Why couldn’t private enterprise be doing this....????
Isn’t it a payback for OSU for “hiring” Michelle O’s brother?????
The oceans are alkaline and will always be alkaline. They can only get slightly less alkaline.
Public universities already have a license to steal. They should pay for these vessels themselves.
Port of Corvallis ship yard.?
It would likely be a lot more useful to have a robotic, very deep water, research and “ecological repair” submarine.
The latter purpose is to “tidy up” some extremely toxic mostly radioactive dumping grounds, by covering them many yards deep in underwater concrete, pumped down from the surface.
We can, for example, thank the Soviet Union for dumping expended nuclear reactors and many curies of high grade nuclear waste into the Arctic Ocean, where it is a continuing risk to northern Europe and North America.
Likewise, a lot of chemical weapons, especially blister agents, were dumped at sea and present long term hazards to their regions.

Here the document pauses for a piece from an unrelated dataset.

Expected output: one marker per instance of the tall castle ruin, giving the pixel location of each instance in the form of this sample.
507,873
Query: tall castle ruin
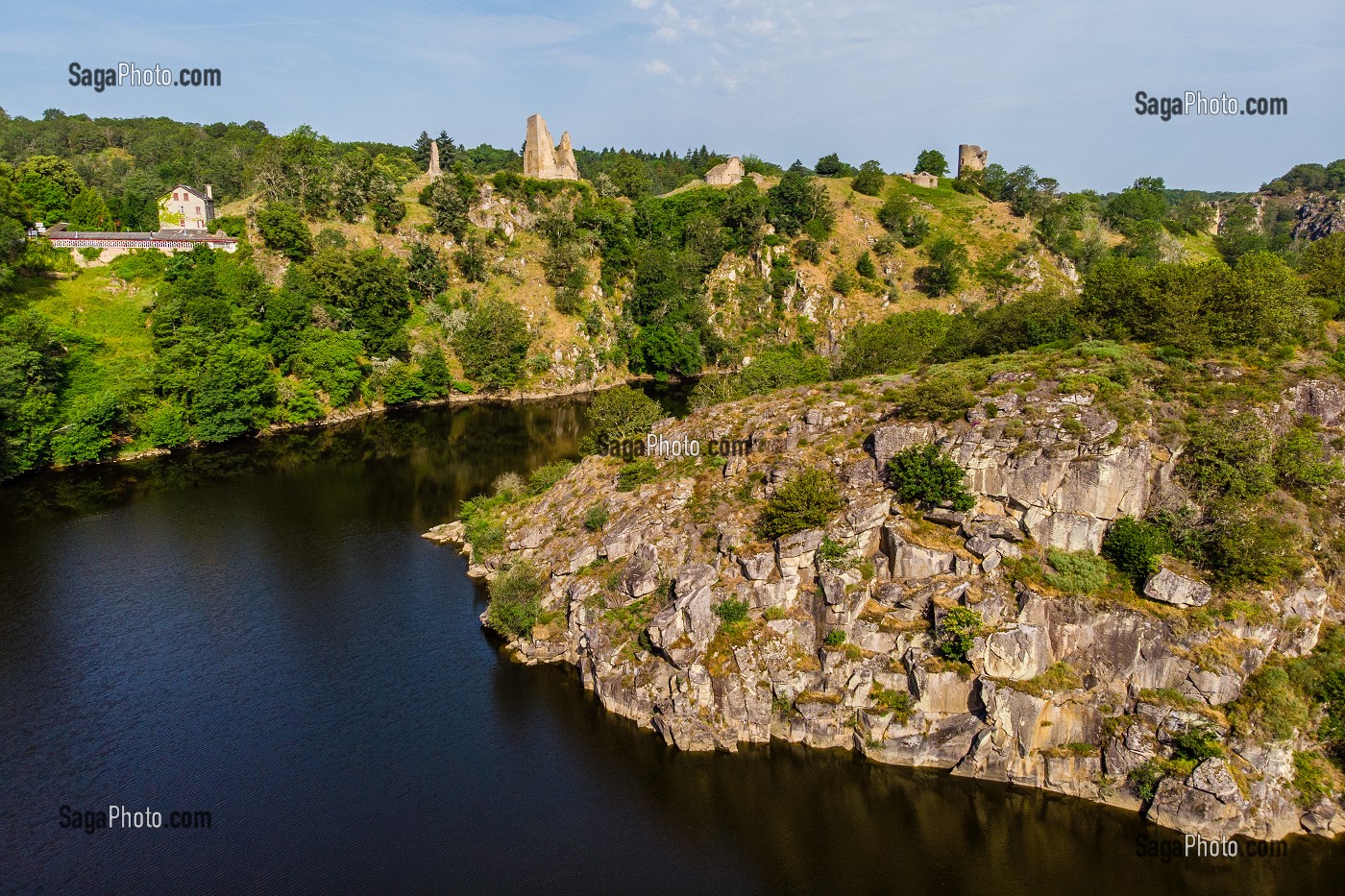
542,159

And the submarine, designed for research instead of war, does not have to be quiet and can carry research equipment instead of weaponry.
Good idea.
sidebar, the Soviets also destroyed the Aral Sea basin.
MO’s brother is likely to get fired soon...but, there probably is something to what you say
The Navy is hard up for warships. I'd rather see them design Coast Guard cutters adapted for research during peace time.